Improving Deep Learning by Exploiting Synthetic Images — Part I: Why Tabular Data Needs Spatial Representations

16 minuto de lectura

Actualizado: June 02, 2026

TINTOlib · Synthetic Images · Tabular Data

Improving Deep Learning by Exploiting Synthetic Images

Part I — Why tabular data remains a difficult domain for deep learning, and why representation is the central methodological problem.

Tabular Data Deep Learning Spatial Encoding TINTOlib

Improving deep learning by exploiting synthetic images

Author: Manuel Castillo-Cara, PhD

Affiliation: Dpt. of Artificial Intelligence, Universidad Nacional de Educación a Distancia (UNED), Spain

Role: Researcher, Professor, and TINTOlib Python Library Developer

License: CC BY-NC 4.0 unless otherwise stated.

Video overview

This post is part of a two-part technical summary derived from the conference Improving Deep Learning by Exploiting Synthetic Images, delivered in Peru.

The following short video provides an English overview of the main ideas discussed across both posts: why tabular data remains challenging for deep learning, how synthetic images can introduce spatial representations, and how TINTOlib connects structured data with computer vision, hybrid neural networks and explainable AI.

Additional material. The original conference recording is available in Spanish. The two blog posts provide an English technical synthesis and discussion based on that conference.

Open the original conference recording in SharePoint

Introduction: why another post on synthetic images?

Most introductions to deep learning start from domains where the data already have a rich native structure: images, text, audio, video or graphs.
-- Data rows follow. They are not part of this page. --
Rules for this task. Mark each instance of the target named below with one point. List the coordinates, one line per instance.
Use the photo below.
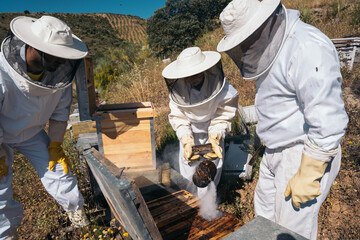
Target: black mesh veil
(62, 77)
(256, 54)
(184, 94)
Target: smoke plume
(208, 203)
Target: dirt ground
(339, 216)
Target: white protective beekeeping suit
(299, 106)
(199, 111)
(27, 105)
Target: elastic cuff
(54, 144)
(313, 151)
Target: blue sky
(141, 8)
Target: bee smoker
(206, 170)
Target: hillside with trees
(127, 72)
(99, 31)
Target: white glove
(304, 185)
(188, 143)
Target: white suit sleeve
(315, 73)
(62, 110)
(179, 121)
(225, 112)
(2, 91)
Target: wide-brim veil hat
(241, 18)
(49, 35)
(191, 61)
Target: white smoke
(208, 203)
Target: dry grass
(339, 215)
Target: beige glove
(188, 142)
(57, 155)
(214, 139)
(304, 186)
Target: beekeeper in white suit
(202, 106)
(299, 106)
(38, 61)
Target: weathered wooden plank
(176, 216)
(145, 213)
(82, 127)
(127, 113)
(125, 106)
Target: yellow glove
(57, 155)
(304, 186)
(214, 139)
(188, 142)
(3, 168)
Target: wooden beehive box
(127, 134)
(168, 216)
(125, 130)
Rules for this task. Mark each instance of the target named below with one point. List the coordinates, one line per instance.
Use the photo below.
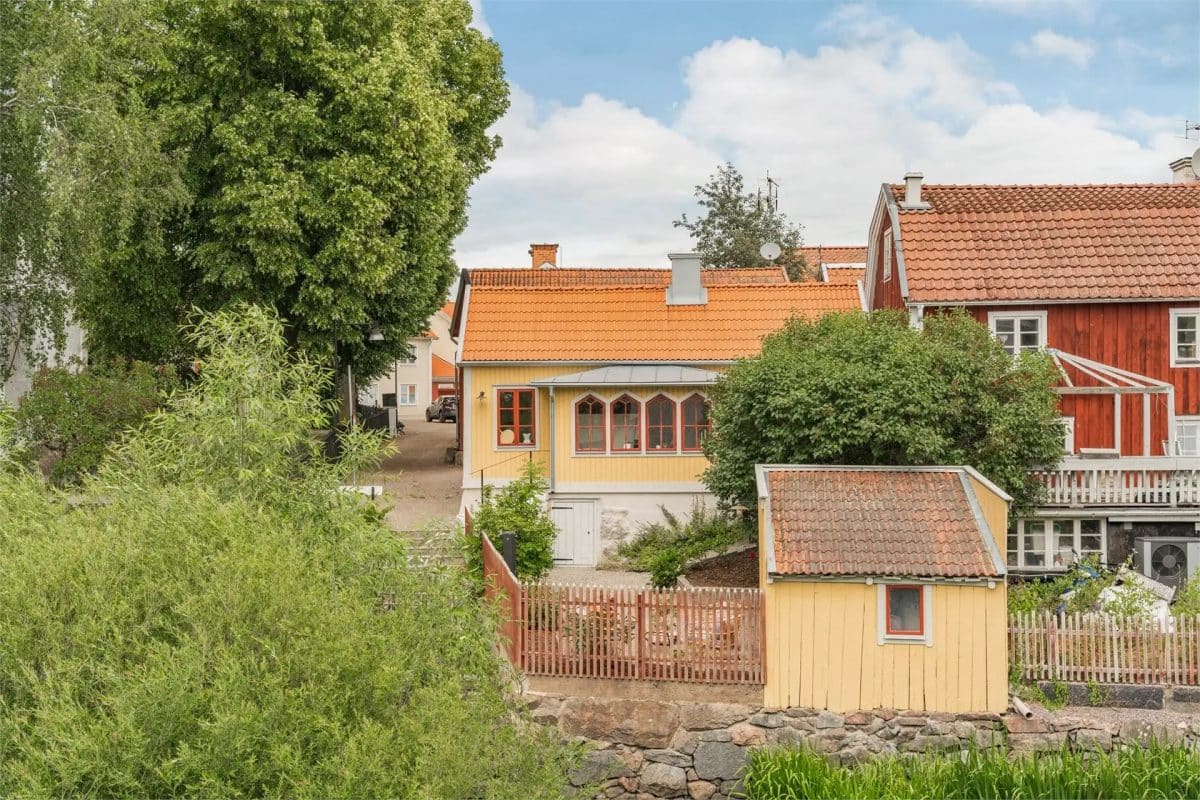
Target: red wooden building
(1108, 280)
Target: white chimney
(685, 288)
(1182, 172)
(912, 192)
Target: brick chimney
(544, 256)
(1182, 170)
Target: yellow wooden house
(883, 588)
(603, 377)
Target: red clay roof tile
(982, 244)
(876, 522)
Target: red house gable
(1110, 274)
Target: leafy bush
(705, 530)
(76, 415)
(519, 507)
(666, 567)
(1187, 599)
(869, 389)
(213, 619)
(1157, 771)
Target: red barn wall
(1133, 336)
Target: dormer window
(1019, 331)
(1186, 337)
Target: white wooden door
(576, 522)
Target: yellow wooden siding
(569, 468)
(823, 653)
(995, 511)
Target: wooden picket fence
(679, 635)
(1104, 649)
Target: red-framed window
(660, 423)
(625, 423)
(516, 422)
(696, 422)
(905, 612)
(589, 425)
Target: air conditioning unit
(1167, 559)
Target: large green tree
(81, 168)
(737, 223)
(210, 617)
(858, 389)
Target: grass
(1159, 773)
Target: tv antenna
(773, 192)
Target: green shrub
(519, 507)
(666, 567)
(76, 415)
(703, 530)
(1157, 771)
(211, 618)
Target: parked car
(442, 409)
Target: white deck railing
(1140, 481)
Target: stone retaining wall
(653, 749)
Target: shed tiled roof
(621, 316)
(877, 522)
(1053, 242)
(571, 277)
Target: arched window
(696, 423)
(589, 425)
(660, 423)
(627, 423)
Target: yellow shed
(883, 588)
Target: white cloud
(606, 180)
(1047, 43)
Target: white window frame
(1068, 433)
(1176, 314)
(1049, 549)
(1018, 317)
(1187, 422)
(927, 608)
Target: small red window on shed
(905, 612)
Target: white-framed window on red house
(660, 434)
(625, 422)
(696, 422)
(589, 425)
(905, 613)
(516, 420)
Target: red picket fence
(681, 635)
(1105, 650)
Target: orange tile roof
(564, 277)
(442, 368)
(599, 316)
(880, 522)
(1053, 242)
(834, 254)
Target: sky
(621, 108)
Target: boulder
(719, 759)
(645, 723)
(672, 757)
(599, 765)
(747, 734)
(701, 716)
(664, 781)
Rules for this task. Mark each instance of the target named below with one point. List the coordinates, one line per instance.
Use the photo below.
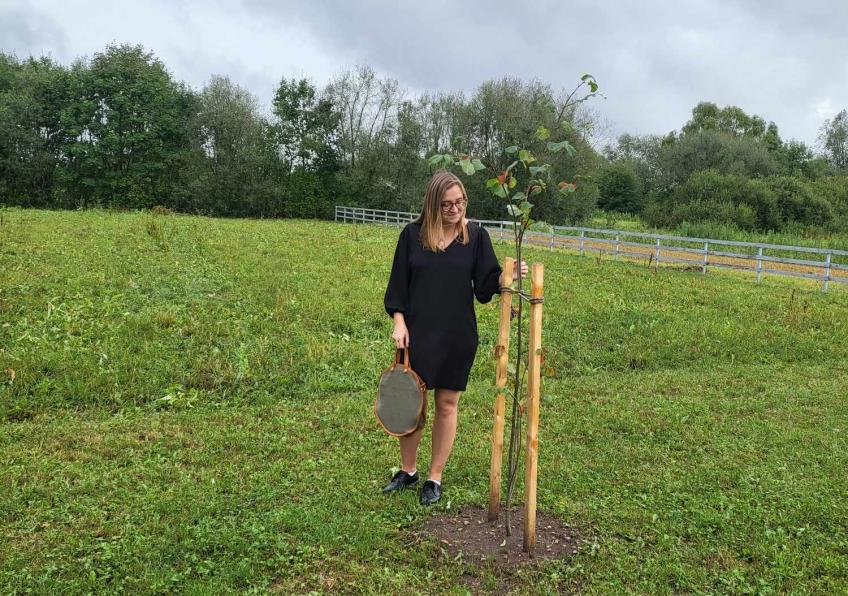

In those domains, the input representation is not merely a container of values; it already carries some form of organization. Pixels are arranged in a plane. Words appear in sequences. Audio samples evolve over time. Graphs encode nodes and edges.

Tabular data are different. A table is one of the most common data structures in science, industry and public administration, but its geometry is weakly defined. Rows represent samples and columns represent variables, yet the order of those variables is usually arbitrary. A tabular dataset may contain age, sex, income, biomarkers, signal measurements, sensor values or derived indicators, but the fact that one column appears before another rarely means that both variables are spatial neighbours.

This creates a paradox. Deep learning has transformed computer vision, natural language processing and generative modelling, but for many tabular problems classical machine learning models remain extremely strong. Random Forest, XGBoost, LightGBM and CatBoost are still difficult baselines to beat. The problem is not simply that deep learning is less powerful. The problem is that many of its most successful architectures are designed to exploit structure that tabular data do not naturally provide.

The theoretical question addressed in the conference, and in this post, is therefore the following:

Can we improve deep learning on tabular data by constructing a meaningful spatial representation before applying the neural architecture?

This question is the starting point for tabular-to-image transformation, synthetic image generation from structured data and the TINTOlib framework.

Data science as a transformation from data to knowledge

A useful way to frame data science is to see it as a transformation pipeline: data are collected, curated, represented, modelled and interpreted in order to produce knowledge. This knowledge should not be limited to a numerical prediction. It should be reproducible, generalizable and sufficiently interpretable to support scientific or operational decisions.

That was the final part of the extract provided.